For our example, the 95% confidence interval is (1507.86, 1728.14). This means we are 95% confident that the true mean expenditure lies within this interval. The interpretation of the interval impacts our decision-making by showing that 1493 is not within this range, suggesting a significant change in expenditures.

A t-test is a statistical test used to compare the mean of a sample to a known value or another sample's mean. This test helps determine if there is a significant difference between the two means. In our problem, we used a t-test to see if the mean energy expenditure in a recent year is significantly different from that in 2001.
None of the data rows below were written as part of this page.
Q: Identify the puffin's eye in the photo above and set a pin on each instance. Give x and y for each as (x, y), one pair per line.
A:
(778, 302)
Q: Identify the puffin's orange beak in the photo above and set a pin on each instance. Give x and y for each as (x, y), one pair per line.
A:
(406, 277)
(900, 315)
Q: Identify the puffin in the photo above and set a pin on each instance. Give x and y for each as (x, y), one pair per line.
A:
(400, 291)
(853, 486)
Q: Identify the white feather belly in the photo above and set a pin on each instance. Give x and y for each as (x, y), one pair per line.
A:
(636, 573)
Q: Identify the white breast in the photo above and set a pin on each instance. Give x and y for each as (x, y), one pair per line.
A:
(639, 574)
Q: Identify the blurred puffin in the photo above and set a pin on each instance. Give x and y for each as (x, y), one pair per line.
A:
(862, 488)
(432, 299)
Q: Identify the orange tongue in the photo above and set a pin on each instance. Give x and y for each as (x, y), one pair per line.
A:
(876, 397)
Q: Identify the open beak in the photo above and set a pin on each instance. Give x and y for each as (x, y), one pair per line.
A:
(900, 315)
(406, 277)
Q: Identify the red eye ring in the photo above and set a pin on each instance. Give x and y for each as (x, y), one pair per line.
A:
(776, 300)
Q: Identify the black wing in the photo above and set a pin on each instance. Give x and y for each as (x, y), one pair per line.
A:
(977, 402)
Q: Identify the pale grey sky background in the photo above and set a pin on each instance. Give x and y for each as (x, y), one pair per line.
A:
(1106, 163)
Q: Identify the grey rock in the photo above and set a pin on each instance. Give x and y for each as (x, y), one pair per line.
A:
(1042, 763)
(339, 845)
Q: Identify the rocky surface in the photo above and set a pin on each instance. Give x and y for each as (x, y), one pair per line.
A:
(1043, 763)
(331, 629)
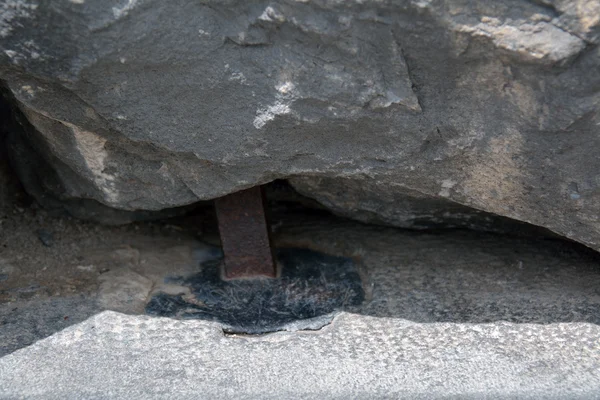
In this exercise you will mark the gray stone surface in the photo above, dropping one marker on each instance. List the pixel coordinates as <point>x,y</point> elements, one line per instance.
<point>113,356</point>
<point>148,105</point>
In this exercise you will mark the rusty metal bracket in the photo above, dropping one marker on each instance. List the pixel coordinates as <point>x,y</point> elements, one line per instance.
<point>245,235</point>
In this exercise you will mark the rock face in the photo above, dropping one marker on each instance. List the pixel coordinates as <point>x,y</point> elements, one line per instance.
<point>366,106</point>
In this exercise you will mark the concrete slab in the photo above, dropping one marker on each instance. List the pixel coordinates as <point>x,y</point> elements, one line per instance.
<point>117,356</point>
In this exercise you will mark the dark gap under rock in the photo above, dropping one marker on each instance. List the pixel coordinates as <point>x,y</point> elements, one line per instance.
<point>311,284</point>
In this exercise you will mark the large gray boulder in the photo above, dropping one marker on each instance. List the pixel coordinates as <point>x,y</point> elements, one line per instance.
<point>367,106</point>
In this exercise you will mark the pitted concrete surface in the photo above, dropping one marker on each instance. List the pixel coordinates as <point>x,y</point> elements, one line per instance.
<point>113,355</point>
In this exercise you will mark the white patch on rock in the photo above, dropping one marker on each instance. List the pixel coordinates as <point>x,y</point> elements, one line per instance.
<point>286,93</point>
<point>539,41</point>
<point>272,15</point>
<point>10,10</point>
<point>268,114</point>
<point>91,148</point>
<point>238,76</point>
<point>447,184</point>
<point>120,12</point>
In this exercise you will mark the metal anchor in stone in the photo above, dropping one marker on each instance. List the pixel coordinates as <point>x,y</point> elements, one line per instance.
<point>245,235</point>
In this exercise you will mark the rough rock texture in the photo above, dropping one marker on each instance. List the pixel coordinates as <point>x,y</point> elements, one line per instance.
<point>148,105</point>
<point>119,356</point>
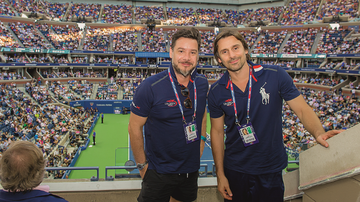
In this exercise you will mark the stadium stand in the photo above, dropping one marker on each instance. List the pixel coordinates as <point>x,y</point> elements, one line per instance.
<point>181,16</point>
<point>301,32</point>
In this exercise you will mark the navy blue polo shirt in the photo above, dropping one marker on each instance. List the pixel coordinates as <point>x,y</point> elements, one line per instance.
<point>270,86</point>
<point>165,143</point>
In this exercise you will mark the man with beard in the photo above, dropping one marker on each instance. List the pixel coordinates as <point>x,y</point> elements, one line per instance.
<point>172,107</point>
<point>249,97</point>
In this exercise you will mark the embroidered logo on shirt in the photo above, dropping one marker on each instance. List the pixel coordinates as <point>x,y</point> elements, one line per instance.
<point>137,107</point>
<point>171,103</point>
<point>265,96</point>
<point>228,102</point>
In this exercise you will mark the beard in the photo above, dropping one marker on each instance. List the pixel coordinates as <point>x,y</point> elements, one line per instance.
<point>237,67</point>
<point>184,73</point>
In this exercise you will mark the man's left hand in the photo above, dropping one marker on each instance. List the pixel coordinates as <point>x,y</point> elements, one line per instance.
<point>321,139</point>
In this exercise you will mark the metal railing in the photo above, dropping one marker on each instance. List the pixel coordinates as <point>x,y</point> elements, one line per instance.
<point>93,178</point>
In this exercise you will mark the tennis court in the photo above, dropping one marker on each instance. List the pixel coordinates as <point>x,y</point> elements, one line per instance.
<point>113,148</point>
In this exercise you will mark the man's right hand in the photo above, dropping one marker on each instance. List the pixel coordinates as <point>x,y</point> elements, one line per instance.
<point>143,171</point>
<point>224,188</point>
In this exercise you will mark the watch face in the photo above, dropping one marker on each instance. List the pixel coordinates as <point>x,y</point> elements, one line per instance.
<point>140,167</point>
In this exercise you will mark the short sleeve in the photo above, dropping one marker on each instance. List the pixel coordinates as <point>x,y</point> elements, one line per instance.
<point>143,99</point>
<point>288,90</point>
<point>215,110</point>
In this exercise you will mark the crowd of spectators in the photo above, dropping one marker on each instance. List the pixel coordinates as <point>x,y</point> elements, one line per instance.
<point>331,65</point>
<point>28,36</point>
<point>62,37</point>
<point>300,12</point>
<point>331,40</point>
<point>149,12</point>
<point>107,91</point>
<point>62,93</point>
<point>129,87</point>
<point>336,111</point>
<point>6,38</point>
<point>39,58</point>
<point>348,46</point>
<point>324,81</point>
<point>9,75</point>
<point>209,14</point>
<point>16,58</point>
<point>97,39</point>
<point>332,8</point>
<point>111,60</point>
<point>181,16</point>
<point>5,9</point>
<point>54,10</point>
<point>45,125</point>
<point>48,74</point>
<point>91,74</point>
<point>300,41</point>
<point>235,17</point>
<point>214,75</point>
<point>251,37</point>
<point>26,6</point>
<point>267,62</point>
<point>128,74</point>
<point>84,10</point>
<point>207,41</point>
<point>271,14</point>
<point>82,88</point>
<point>125,40</point>
<point>352,65</point>
<point>153,41</point>
<point>39,92</point>
<point>79,59</point>
<point>117,14</point>
<point>203,61</point>
<point>59,59</point>
<point>270,43</point>
<point>287,64</point>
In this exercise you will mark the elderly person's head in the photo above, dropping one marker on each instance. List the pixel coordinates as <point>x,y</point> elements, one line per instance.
<point>22,167</point>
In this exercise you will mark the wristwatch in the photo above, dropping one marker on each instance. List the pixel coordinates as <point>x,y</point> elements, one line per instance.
<point>141,166</point>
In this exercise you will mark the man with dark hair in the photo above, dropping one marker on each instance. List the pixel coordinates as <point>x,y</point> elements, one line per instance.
<point>94,136</point>
<point>172,107</point>
<point>22,169</point>
<point>249,98</point>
The test statistic for a one-sample t-test is calculated as: \[\frac{\bar{x} - \mu}{s / \sqrt{n}} \] where \(\bar{x}\) is the sample mean, \(\text{mu}\) is the population mean, \(\text{s}\) is the sample standard deviation, and \(n\) is the sample size. In our case, we found the t-value to be approximately 2.112, which we compared to the critical t-value (approximately \(\pm 2.032\) for \(df = 34\) at \(\text{alpha} = 0.05\)).
Since 2.112 is greater than 2.032, we rejected the null hypothesis and concluded that there is a significant change in mean expenditure.
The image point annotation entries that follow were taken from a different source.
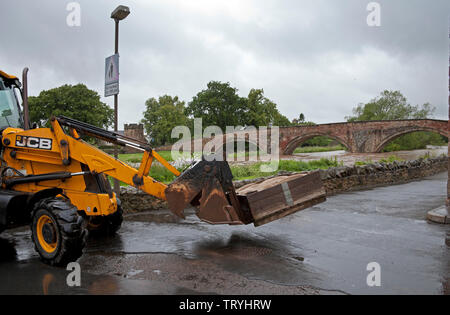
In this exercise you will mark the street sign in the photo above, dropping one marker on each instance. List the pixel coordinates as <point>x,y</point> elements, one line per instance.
<point>112,75</point>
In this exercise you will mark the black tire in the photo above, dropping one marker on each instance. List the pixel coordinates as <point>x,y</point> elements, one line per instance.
<point>106,226</point>
<point>64,227</point>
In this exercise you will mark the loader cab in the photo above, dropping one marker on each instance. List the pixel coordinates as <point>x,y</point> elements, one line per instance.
<point>10,92</point>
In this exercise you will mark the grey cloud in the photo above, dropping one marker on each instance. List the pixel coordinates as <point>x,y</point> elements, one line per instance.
<point>315,57</point>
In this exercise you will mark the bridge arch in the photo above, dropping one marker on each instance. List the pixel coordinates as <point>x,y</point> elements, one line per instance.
<point>396,135</point>
<point>296,141</point>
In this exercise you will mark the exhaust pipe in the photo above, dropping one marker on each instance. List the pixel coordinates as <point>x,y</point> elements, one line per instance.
<point>26,113</point>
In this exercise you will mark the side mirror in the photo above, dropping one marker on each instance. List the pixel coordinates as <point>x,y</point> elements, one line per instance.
<point>26,112</point>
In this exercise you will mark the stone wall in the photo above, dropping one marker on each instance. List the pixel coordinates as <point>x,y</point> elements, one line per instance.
<point>336,180</point>
<point>341,179</point>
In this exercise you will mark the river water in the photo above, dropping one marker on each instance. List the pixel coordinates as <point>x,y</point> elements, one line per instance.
<point>349,159</point>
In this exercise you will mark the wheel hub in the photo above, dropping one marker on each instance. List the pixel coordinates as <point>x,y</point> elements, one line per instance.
<point>49,233</point>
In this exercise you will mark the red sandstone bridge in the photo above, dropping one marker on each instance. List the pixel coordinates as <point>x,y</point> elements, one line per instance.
<point>357,137</point>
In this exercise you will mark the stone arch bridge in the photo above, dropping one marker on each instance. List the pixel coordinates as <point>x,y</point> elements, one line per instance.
<point>357,137</point>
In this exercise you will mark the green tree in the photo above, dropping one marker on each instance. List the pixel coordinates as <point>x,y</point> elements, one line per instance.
<point>261,111</point>
<point>392,105</point>
<point>74,101</point>
<point>161,116</point>
<point>218,105</point>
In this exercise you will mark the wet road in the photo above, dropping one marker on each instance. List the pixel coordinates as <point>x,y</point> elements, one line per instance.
<point>322,250</point>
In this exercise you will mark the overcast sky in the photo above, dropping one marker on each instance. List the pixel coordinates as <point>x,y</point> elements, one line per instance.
<point>319,58</point>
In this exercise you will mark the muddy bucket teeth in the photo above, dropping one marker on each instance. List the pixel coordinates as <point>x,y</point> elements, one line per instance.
<point>208,186</point>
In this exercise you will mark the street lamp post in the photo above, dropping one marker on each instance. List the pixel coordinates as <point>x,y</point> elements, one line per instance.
<point>120,13</point>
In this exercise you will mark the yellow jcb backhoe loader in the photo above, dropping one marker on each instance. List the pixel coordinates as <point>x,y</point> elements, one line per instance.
<point>56,182</point>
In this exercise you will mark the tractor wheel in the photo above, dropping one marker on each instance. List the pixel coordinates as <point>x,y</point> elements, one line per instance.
<point>57,231</point>
<point>106,226</point>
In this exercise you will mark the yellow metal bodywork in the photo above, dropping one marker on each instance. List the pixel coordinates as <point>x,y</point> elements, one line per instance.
<point>67,154</point>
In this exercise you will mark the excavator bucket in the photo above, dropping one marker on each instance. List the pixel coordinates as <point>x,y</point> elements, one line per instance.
<point>208,186</point>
The level of significance, denoted \(\alpha\), is the threshold for deciding whether to reject the null hypothesis. Commonly set at 0.05, it represents a 5% risk of concluding that a difference exists when there is none (Type I error).
In hypothesis testing, we compare the p-value or test statistic to the level of significance to determine the result. For our problem, we set \(\alpha = 0.05\) and compared the calculated t-value (2.112) to the critical value (2.032).
If the test statistic exceeds the critical value, we reject the null hypothesis. In our case, since 2.112 > 2.032, we concluded that the mean expenditure has changed significantly. This use of \(\alpha\) ensures our results are statistically significant and not due to random chance.